An abstract vector space is defined by forgetting the geometry of Euclidean space and keeping only the algebraic rules of vector addition and scalar multiplication. The algebraic definition is that vector addition forms an abelian group (addition is commutative and associative, and every vectors has an additive inverse) and vectors can be multiplied by a field of scalars so that the multiplication distributes over vector addition, ##r(v + w) = rv + rw## and ##(rs)v = r(sv)##. These algebraic rules allow for many possibilities. For instance, as has been already mentioned, the polynomials of one variable are a vector space. Another example is the real numbers considered as a vector space with only the rational numbers as the field of scalars. Vector addition in this case is just addition of numbers, and multiplication by a scalar is just multiplication of numbers. This vector space is infinite dimensional. Also a vector space can be finite, for instance a finite dimensional vector space whose field of scalars is the field ##Z_2##.
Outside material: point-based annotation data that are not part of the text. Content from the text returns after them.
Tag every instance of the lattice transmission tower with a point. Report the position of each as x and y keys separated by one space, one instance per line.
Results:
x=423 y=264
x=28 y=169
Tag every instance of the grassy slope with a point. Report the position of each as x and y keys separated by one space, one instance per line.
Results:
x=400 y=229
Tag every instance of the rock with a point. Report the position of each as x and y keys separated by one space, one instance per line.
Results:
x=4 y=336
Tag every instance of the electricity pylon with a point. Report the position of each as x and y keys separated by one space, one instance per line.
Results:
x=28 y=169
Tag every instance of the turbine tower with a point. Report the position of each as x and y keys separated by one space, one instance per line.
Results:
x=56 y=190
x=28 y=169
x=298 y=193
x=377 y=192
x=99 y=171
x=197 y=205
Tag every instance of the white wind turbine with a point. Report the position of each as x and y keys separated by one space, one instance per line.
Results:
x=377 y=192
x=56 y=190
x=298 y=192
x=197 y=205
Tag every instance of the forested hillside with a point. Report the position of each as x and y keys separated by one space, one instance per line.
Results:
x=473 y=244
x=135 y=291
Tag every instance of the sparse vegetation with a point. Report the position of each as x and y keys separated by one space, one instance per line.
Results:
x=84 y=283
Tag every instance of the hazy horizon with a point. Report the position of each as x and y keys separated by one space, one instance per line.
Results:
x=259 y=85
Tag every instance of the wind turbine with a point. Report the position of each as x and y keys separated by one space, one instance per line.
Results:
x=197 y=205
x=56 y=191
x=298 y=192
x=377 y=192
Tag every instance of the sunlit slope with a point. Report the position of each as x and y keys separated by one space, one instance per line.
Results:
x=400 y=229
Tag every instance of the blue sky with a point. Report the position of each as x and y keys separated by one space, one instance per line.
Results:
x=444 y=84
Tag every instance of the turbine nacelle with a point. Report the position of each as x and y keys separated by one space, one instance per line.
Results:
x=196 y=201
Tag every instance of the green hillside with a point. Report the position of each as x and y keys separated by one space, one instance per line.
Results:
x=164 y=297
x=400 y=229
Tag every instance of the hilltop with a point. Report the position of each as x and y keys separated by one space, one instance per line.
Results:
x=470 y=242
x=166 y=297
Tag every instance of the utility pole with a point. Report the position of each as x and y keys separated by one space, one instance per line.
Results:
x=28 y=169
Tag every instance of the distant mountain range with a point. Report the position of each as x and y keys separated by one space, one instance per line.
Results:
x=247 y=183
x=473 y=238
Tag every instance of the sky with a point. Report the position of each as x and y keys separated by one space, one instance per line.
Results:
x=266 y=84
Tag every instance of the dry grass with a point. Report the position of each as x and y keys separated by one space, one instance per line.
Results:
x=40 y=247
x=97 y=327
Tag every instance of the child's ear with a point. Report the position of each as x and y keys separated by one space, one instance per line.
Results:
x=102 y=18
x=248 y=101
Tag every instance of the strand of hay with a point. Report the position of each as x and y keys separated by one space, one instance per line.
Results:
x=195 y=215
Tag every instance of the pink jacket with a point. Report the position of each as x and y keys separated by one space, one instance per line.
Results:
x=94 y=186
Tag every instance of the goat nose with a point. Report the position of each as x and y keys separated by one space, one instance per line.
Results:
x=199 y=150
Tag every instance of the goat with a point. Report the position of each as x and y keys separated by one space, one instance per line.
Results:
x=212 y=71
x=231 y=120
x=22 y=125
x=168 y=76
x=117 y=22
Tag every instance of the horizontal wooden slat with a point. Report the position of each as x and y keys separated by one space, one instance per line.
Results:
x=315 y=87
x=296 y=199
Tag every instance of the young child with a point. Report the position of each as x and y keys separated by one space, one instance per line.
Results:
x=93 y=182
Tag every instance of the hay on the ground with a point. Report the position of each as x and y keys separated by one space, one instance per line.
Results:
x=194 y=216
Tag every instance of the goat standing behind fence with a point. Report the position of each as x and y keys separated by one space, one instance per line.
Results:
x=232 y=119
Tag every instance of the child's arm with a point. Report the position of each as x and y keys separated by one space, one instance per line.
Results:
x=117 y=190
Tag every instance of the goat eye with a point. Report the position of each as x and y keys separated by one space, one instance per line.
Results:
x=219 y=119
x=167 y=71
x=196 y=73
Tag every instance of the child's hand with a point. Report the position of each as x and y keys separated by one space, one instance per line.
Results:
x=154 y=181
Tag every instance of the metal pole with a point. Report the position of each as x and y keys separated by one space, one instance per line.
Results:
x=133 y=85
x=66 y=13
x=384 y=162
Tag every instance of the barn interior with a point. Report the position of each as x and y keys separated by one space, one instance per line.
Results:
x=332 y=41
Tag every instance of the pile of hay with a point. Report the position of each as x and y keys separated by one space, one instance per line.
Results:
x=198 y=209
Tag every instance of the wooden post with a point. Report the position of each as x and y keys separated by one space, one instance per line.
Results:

The idea of a vector space does not include any idea of length of vectors or angle between them. These ideas are additional structure. The vector space part is just the algebraic rules. So it is irrelevant that ##i##,##j##,and ##k## are orthogonal unit vectors from the point of view of the algebraic structure of 3 space as a vector space. In general, if one has an idea of length and angle the vector space is called a Hilbert space. If there is an idea of length but not necessarily of angle, the vector space is called a Banach space. 3 space with Euclidean geometry is a Hilbert space.